Something rare about St. George Greek Orthodox Cathedral is that unlike most other institutions, the church bothered to create an in depth and public account of its own history, even going so far as to include street addresses for several of its previous locations.
Like other ethnic organizations, this church was not always in this location. Before this building opened in the late 1960s, what would become the St. George congregation met in various places.
Initially, the Greek population in Hartford would travel to the other St. George in New Britain, but seeing as how there was no CTfastrakĀ in 1916, this was an ordeal.
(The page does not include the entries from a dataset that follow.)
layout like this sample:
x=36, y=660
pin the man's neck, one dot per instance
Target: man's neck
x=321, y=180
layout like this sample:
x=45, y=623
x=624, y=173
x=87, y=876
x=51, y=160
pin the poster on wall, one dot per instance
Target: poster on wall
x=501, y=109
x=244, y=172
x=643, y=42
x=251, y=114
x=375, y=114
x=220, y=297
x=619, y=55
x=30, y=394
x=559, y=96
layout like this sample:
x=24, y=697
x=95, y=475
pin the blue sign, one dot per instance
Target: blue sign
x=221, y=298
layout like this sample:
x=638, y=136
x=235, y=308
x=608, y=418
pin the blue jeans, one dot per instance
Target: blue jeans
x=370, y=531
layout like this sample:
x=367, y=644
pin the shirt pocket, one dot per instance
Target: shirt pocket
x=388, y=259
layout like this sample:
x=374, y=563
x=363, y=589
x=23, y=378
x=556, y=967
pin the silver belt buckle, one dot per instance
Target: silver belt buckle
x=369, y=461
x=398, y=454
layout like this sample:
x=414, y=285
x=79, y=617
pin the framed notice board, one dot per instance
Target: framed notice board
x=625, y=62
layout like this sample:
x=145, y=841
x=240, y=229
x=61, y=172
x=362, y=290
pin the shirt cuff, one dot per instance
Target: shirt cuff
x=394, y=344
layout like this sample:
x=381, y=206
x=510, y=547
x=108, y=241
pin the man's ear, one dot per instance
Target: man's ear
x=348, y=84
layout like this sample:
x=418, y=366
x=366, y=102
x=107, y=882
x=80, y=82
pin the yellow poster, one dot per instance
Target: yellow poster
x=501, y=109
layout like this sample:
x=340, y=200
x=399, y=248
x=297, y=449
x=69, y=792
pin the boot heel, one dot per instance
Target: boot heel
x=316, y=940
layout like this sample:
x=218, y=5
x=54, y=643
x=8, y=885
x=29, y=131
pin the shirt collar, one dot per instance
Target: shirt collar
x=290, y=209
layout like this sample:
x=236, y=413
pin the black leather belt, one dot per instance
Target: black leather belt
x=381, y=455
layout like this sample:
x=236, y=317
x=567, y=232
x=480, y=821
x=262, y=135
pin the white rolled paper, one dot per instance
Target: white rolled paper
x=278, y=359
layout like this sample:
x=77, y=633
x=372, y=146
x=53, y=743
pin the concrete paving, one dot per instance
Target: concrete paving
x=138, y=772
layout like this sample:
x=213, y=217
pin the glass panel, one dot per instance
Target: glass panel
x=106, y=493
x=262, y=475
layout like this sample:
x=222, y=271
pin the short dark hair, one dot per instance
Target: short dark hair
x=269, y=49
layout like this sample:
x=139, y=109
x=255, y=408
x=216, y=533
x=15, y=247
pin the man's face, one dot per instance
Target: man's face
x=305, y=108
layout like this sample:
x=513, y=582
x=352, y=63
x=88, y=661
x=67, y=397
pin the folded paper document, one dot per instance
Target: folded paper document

As this community grew in Hartford, there was reason to establish social clubs here, along with a Greek language school that met in a room rented from Loew’s Poli Theater, which was where the MDC building/Bushnell Plaza is on Main Street today. Before creating a church of their own, there were visiting clergy and some attendance at the All Saints’ Church at 1332 1/2 Broad Street. Don’t bother to look. It’s not there. Removed and replaced by the Learning Corridor. All Saints’ eventually moved to Scarborough Street, in spitting distance of West Hartford.
For the Greek church, there was the rental of an Episcopal Church at Park and Washington in the 1920s, then the rental of the Baptist Church two blocks south at 182 Jefferson Street in the 1930s. They bought the latter building a couple years later. The building at Jefferson and Washington is now owned by the Salvation Army.
While at the Jefferson Street site, they purchased 471 Campfield Avenue — further south and two miles away — as the parish house. In 1950, they purchased the property at 433 Fairfield Avenue. This is almost a directly line from the parish house, on the other side of Goodwin Park, almost in Wethersfield.
It took another fourteen years before construction would begin on the building many recognize today because of the annual Greek Festival.
Despite the pandemic, they held a modified version of the festival in 2020 and 2021. No dancing the last two years, just a Greek food drive-thru.
For those unable to read anything written on the building — they still offer Greek language lessons today.